Тотчас возникают воспоминания и строки Блока:
Эта жалость — ее заглушает пожар,
Гром орудий и топот коней.
Грусть — ее застилает отравленный пар
С Галицийских кровавых полей.
В центре Самбора и сейчас стоит дом, в котором во время германской войны встречались Брусилов с главнокомандующим. Но ничего кровавого (несмотря на то что дважды проутюжила и другая война) мы не увидели теперь на галицийской земле. Зеленые, освеженные частыми дождями июньские поля и леса. Холмы Прикарпатья. Длинные села у подножий холмов. Синее небо. Ясное солнышко. Белые облака. Разве что алые маки, обильно украшающие хлебные поля вместо наших васильков и ромашек (вернее сказать — вместе с васильками и ромашками), звучали непривычным для нас и поневоле щемящим мотивом. Начиная с какого-нибудь там Всеволода, с отдаленных усобиц и кончая бендеровцами, столько крови впитала эта земля, что как тут не расти алым макам.

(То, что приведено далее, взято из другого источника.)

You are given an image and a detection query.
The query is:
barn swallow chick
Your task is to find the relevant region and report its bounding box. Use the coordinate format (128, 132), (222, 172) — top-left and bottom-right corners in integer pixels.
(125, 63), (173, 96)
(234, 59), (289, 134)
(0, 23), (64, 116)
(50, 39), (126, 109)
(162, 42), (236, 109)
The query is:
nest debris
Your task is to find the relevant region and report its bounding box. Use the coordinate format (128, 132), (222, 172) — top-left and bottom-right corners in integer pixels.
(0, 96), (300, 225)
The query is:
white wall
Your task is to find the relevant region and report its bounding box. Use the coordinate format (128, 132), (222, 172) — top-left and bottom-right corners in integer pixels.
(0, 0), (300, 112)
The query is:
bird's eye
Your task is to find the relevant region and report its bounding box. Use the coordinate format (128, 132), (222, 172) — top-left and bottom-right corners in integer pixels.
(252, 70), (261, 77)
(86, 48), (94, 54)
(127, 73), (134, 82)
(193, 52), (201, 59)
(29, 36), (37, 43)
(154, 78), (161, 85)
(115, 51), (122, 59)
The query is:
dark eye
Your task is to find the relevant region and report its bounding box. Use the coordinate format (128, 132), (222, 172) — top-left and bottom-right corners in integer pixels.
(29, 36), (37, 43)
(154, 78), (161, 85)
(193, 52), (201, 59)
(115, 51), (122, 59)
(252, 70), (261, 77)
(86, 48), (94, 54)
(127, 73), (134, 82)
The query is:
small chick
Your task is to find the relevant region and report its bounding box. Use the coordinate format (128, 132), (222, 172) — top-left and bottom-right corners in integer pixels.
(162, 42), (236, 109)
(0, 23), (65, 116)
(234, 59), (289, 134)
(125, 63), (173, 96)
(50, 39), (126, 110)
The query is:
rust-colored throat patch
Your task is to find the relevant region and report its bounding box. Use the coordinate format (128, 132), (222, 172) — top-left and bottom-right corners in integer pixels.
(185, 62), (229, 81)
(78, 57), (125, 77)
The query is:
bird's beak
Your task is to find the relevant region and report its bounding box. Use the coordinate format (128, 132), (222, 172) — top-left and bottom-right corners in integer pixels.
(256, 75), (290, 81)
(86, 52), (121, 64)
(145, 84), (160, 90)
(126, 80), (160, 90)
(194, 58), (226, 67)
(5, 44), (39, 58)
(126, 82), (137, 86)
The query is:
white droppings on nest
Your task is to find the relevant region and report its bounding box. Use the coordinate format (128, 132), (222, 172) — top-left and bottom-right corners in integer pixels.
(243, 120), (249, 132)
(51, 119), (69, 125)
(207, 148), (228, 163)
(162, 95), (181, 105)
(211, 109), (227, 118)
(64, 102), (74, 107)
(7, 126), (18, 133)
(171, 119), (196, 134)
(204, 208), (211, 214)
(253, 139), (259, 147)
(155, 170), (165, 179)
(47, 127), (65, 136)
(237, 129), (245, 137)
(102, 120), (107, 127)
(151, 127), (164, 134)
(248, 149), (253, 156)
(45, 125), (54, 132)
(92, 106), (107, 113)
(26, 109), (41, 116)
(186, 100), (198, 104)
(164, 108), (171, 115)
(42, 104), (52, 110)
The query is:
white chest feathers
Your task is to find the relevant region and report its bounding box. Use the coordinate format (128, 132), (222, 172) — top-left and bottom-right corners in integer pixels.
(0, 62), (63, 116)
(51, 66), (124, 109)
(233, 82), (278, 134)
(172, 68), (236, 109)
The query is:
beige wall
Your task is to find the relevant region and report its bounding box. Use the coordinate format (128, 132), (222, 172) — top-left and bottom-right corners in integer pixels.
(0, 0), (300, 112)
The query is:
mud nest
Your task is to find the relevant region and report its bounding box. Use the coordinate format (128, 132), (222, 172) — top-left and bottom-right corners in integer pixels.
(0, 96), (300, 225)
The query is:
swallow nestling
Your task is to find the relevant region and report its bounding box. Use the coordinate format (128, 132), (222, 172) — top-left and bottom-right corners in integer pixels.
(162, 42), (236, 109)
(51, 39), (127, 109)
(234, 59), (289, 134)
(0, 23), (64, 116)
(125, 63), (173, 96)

Если бы основываться на личных ощущениях, то я сказал бы, что Самбор самый большой и самый шумный город на земном шаре, включая Нью-Йорк, с его пресловутой надземкой. Такое личное впечатление произошло оттого, что квартира, где меня пустили пожить, оказалась в нескольких метрах от железнодорожного узла, громыхающего тяжелыми поездами и орущего всю ночь через чудовищный репродуктор голосами диспетчеров, формирующих составы. Впечатление же огромности Самбор оставил, как ни странно, благодаря незначительности своих размеров. Трамваям, троллейбусам, а тем более метро было бы тесно здесь. Поэтому куда бы ни идти, приходилось идти пешком. Ни в Москве, ни в Ленинграде, ни в Киеве, ни в больших европейских городах (Лондон, Париж, Будапешт, Варшава, Марсель, Копенгаген, Мюнхен) не приходилось мне «наматывать» на свои ноги, как на счетчик, столько же километров в день, как в этом маленьком и в общем-то очень милом, зеленом городке.
Украшало город (то есть мою жизнь в нем) и замечательное радушие хозяев, у которых я поселился. Хлебосолов звали Юлия Антоновна и Илья Иванович Галицкие. Это я теперь, напрягая память, вспомнил, что хозяина звали Илья Иванович. Никто в городе, включая жену, не называет его кроме как Галицкий. Мало того, что Юлия Антоновна в третьем лице называет его по фамилии: «Галицкий собирается коптить колбасу», она и в обращении к мужу остается верна своей привычке: «Галицкий, иди нарежь крапивы для уток».